[R] p-level in packages mgcv and gam

Mon Sep 26 18:25:04 CEST 2005

Hi,

I am fairly new to GAM and started using package mgcv. I like the  
fact that optimal smoothing is automatically used (i.e. df are not  
determined a priori but calculated by the gam procedure).

But the mgcv manual warns that p-level for the smooth can be  
underestimated when df are estimated by the model. Most of the time  
my p-levels are so small that even doubling them would not result in  
a value close to the P=0.05 threshold, but I have one case with P=0.033.

I thought, probably naively, that running a second model with fixed  
df, using the value of df found in the first model. I could not  
achieve this with mgcv: its gam function does not seem to accept  
fractional values of df (in my case 8.377).

So I used the gam package and fixed df to 8.377. The P-value I  
obtained was slightly larger than with mgcv (0.03655 instead of  
0.03328), but it is still < 0.05.

Was this a correct way to get around the "underestimated P-level"?

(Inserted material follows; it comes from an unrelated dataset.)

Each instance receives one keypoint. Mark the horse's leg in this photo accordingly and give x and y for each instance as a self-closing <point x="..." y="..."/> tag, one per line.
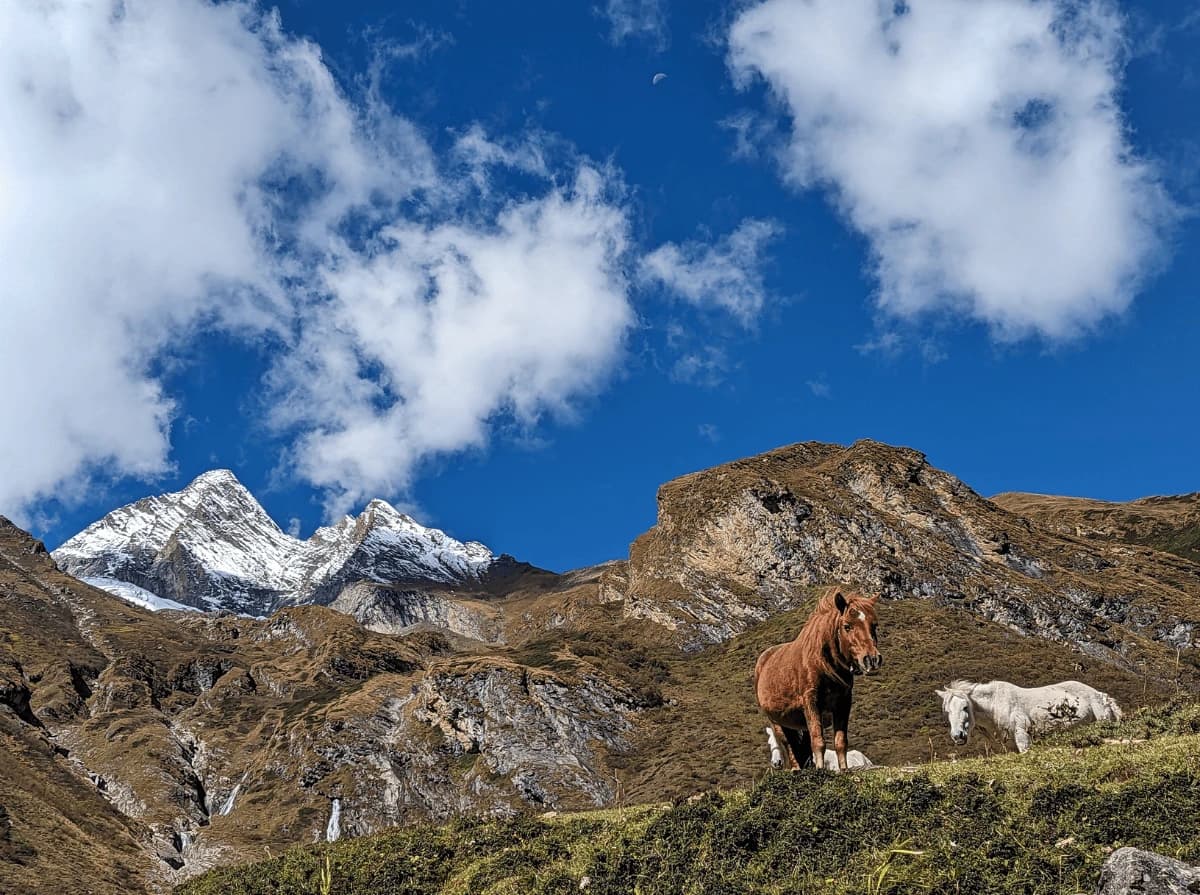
<point x="774" y="743"/>
<point x="816" y="736"/>
<point x="799" y="748"/>
<point x="841" y="728"/>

Furthermore, although the gam.check function of the mgcv package  
suggests to me that the gaussian family (and identity link) are  
adequate for my data, I must say the instructions in R help for  
"family" and in Hastie, T. and Tibshirani, R. (1990) Generalized  
Additive Models are too technical for me. If someone knows a  
reference that explains how to choose model and link, i.e. what tests  
to run on your data before choosing, I would really appreciate it.

Thanks in advance,

Denis Chabot